Moraes Moreira me faz querer trio elétrico, frevo, guitarra baiana.
Zé Ramalho é meu xamã — recita profecias de pedra e sol.
Belchior me dá seu bigode e sua voz rouca, me faz crer que tudo ainda é igual.
Tim Maia — ah, Tim! — me faz dançar na sala, rei do soul em terras tropicais.
Elis Regina e Simone costuram minhas feridas com vozes de tempestade.
Gilberto Gil, Toquinho, Vinicius, Tom, João Gilberto — cada um planta em mim uma bossa, uma brisa, uma saudade que não morre.
E lá no fundo, Ednardo, Zé Geraldo, Tavito — trovadores das estradas — me lembram que o Brasil também é poeira, é roça, é viagem sem volta.
E se um dia meu peito se afoga em saudade, é o jazz quem me resgata — sopro quente de saxofone, piano que chora como chuva na calçada.
Billie Holiday, Ella Fitzgerald, Nina Simone — vozes negras da Georgia, Carolina, Alabama — cada nota embala minha dor, faz doer bonito.
No blues, sou estrada poeirenta do Mississippi, sou guitarra que geme em B.B. King, sou lamento que vira esperança na voz de Etta James.

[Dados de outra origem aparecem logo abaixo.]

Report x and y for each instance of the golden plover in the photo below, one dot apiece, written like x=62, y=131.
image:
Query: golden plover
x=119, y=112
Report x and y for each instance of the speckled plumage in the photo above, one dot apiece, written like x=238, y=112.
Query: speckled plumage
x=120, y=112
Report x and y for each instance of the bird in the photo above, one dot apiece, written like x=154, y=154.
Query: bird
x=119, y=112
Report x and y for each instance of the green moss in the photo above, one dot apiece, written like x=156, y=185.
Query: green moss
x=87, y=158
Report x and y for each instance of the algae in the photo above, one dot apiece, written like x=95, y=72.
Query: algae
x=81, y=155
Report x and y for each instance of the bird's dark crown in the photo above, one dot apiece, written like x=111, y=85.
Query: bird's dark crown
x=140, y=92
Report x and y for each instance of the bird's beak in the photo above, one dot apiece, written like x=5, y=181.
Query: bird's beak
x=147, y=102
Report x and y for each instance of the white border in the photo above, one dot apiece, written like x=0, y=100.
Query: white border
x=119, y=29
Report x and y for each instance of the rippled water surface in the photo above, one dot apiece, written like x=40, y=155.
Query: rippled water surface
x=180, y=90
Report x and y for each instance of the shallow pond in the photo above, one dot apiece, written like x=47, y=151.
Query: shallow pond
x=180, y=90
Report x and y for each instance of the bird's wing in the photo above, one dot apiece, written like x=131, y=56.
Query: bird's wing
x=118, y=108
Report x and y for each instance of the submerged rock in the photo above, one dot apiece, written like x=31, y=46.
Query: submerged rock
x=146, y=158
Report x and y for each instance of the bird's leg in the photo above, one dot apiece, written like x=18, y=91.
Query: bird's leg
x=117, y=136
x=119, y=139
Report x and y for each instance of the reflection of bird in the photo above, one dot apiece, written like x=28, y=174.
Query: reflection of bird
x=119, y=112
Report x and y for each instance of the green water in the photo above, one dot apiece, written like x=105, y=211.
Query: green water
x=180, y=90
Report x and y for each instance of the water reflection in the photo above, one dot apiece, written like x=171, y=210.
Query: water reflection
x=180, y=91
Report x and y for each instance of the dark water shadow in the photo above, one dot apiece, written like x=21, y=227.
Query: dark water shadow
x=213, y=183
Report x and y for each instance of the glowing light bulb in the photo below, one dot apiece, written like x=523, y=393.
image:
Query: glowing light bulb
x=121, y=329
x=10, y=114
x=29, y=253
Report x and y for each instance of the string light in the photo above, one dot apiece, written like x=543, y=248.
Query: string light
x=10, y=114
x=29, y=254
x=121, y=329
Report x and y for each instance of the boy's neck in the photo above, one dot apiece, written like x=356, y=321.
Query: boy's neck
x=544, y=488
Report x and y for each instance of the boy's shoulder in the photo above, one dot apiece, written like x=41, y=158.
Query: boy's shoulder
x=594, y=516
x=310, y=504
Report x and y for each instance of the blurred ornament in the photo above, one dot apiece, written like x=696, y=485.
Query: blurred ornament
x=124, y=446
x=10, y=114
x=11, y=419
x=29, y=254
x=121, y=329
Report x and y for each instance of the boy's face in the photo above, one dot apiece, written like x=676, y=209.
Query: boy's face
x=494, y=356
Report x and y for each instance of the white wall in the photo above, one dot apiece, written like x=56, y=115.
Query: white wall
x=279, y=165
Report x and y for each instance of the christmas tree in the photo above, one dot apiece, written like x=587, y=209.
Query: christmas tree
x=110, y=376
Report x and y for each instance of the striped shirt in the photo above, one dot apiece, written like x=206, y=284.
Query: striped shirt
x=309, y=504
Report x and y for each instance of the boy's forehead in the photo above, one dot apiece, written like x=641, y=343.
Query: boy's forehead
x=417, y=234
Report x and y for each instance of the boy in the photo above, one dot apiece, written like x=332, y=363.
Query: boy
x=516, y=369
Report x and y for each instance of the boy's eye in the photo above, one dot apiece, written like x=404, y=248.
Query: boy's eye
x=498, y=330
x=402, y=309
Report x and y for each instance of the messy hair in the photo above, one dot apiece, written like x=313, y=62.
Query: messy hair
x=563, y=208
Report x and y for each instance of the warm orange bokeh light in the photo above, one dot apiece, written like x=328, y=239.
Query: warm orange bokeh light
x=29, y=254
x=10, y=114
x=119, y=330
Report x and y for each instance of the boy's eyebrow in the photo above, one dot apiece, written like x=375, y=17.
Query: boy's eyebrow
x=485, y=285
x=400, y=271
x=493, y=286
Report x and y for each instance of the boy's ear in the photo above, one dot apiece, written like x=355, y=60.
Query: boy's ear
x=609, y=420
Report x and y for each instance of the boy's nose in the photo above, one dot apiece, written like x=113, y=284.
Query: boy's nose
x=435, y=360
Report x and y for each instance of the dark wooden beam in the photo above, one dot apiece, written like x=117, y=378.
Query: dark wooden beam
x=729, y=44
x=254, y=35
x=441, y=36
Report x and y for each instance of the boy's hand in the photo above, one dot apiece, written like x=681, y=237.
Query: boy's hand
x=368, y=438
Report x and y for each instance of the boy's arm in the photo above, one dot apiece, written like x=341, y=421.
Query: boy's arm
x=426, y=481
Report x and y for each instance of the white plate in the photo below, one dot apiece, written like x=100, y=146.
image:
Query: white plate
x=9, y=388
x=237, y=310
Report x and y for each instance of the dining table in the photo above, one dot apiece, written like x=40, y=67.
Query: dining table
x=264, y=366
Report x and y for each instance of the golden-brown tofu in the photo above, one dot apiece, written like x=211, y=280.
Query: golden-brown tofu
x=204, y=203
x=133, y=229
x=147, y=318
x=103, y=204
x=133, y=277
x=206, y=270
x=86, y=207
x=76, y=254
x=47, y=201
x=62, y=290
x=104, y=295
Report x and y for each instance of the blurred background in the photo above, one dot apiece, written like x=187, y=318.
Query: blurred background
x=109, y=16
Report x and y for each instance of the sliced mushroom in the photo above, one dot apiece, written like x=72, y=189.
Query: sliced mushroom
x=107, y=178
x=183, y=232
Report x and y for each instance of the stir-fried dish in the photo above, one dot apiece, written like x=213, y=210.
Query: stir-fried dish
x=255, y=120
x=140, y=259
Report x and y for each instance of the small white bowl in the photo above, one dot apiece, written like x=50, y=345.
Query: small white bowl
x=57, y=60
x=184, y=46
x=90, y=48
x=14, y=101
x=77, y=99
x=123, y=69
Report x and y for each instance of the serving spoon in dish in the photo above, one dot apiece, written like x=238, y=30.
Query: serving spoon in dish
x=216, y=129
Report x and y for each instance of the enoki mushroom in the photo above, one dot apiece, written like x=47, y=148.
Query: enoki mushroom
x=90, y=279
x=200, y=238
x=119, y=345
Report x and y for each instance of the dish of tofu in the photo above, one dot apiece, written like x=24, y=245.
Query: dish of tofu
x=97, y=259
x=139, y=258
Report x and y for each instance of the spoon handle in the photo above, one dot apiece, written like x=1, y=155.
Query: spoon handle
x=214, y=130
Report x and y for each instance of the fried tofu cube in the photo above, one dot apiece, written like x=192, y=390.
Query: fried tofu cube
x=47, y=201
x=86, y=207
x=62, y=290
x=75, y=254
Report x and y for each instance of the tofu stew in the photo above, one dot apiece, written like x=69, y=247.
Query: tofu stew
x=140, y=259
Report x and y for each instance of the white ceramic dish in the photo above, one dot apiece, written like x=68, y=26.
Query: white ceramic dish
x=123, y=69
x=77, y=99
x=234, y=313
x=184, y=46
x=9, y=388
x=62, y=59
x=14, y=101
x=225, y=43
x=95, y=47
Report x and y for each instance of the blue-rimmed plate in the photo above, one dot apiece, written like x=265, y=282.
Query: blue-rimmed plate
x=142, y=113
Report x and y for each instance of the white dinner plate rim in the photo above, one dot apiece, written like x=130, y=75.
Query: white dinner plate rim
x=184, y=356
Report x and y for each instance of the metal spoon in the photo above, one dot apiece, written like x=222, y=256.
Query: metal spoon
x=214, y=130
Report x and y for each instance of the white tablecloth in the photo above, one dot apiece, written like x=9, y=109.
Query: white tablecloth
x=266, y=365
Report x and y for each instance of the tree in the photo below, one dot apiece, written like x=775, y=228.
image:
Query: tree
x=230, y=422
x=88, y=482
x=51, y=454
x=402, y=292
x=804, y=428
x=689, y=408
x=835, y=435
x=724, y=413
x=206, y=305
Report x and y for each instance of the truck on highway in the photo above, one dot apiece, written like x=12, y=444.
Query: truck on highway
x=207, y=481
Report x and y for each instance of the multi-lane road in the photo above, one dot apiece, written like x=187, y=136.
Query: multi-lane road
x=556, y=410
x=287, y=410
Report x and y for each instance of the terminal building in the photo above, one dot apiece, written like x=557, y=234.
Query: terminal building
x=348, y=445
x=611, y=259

É o sax que rasga a noite, é o contrabaixo que pulsa lento, é o improviso que me lembra: a vida também desafina, mas ainda assim encanta.

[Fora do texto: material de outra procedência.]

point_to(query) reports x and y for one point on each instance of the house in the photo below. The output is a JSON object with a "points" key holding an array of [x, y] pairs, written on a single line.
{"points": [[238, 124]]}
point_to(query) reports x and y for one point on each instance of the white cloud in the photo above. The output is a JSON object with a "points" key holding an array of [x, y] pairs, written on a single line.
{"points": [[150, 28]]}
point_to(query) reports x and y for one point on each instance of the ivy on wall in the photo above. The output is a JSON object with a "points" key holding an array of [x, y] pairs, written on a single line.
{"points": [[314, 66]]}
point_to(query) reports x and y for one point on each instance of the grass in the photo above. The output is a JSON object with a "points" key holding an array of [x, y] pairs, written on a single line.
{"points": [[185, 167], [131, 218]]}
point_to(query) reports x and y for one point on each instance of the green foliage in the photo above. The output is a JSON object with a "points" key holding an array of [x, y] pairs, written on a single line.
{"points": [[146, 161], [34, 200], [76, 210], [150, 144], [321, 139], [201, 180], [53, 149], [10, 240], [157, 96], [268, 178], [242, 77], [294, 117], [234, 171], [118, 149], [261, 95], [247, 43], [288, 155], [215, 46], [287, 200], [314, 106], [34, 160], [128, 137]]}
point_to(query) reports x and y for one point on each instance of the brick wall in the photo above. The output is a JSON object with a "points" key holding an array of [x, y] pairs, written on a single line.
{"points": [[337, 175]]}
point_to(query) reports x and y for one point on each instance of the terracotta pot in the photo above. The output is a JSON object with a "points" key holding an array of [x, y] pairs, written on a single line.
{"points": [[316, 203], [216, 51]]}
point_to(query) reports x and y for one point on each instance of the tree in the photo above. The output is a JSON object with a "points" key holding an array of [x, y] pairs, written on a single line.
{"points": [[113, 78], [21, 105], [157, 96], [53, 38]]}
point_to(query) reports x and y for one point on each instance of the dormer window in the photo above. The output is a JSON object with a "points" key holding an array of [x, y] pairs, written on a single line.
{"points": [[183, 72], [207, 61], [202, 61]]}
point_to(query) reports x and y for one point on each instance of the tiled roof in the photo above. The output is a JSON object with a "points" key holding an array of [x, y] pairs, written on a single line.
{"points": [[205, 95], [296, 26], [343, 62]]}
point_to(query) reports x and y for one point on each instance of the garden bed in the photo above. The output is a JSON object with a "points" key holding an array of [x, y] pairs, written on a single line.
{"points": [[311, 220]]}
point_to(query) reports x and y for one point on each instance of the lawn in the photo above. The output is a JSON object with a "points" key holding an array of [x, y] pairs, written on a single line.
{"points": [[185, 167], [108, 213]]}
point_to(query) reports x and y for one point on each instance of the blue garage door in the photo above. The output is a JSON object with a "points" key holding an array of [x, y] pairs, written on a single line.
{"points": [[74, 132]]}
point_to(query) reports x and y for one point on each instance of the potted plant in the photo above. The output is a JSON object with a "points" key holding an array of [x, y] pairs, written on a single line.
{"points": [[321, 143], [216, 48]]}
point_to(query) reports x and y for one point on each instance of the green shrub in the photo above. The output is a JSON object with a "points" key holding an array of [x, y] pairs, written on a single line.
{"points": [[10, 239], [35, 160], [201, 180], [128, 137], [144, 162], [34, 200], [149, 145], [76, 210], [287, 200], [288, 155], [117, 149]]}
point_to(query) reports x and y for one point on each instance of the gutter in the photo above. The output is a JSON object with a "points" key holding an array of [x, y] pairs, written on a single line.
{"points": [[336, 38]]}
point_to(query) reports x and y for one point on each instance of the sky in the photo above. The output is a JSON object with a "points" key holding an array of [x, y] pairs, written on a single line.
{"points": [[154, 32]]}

Mas o mundo é vasto e minha música fala japonês também.
Com Spitz, descubro a poesia simples que cabe em três acordes.
Com The Pillows, lembro que o indie pode ser leve como um sonho flutuando num anime.
Com Ayaka Hirahara, deixo a voz me levar ao topo do Monte Fuji — onde cada nota é uma oração sussurrada ao vento.
E, mais bonito ainda: é no quarto ensolarado do meu filho que o som renasce.
Zukai e Lambda — meu filho e seus amigos, tocando, compondo, rasgando o silêncio — são prova de que meu amor pela música virou legado, que agora vibra em cordas novas, em sonhos que não param.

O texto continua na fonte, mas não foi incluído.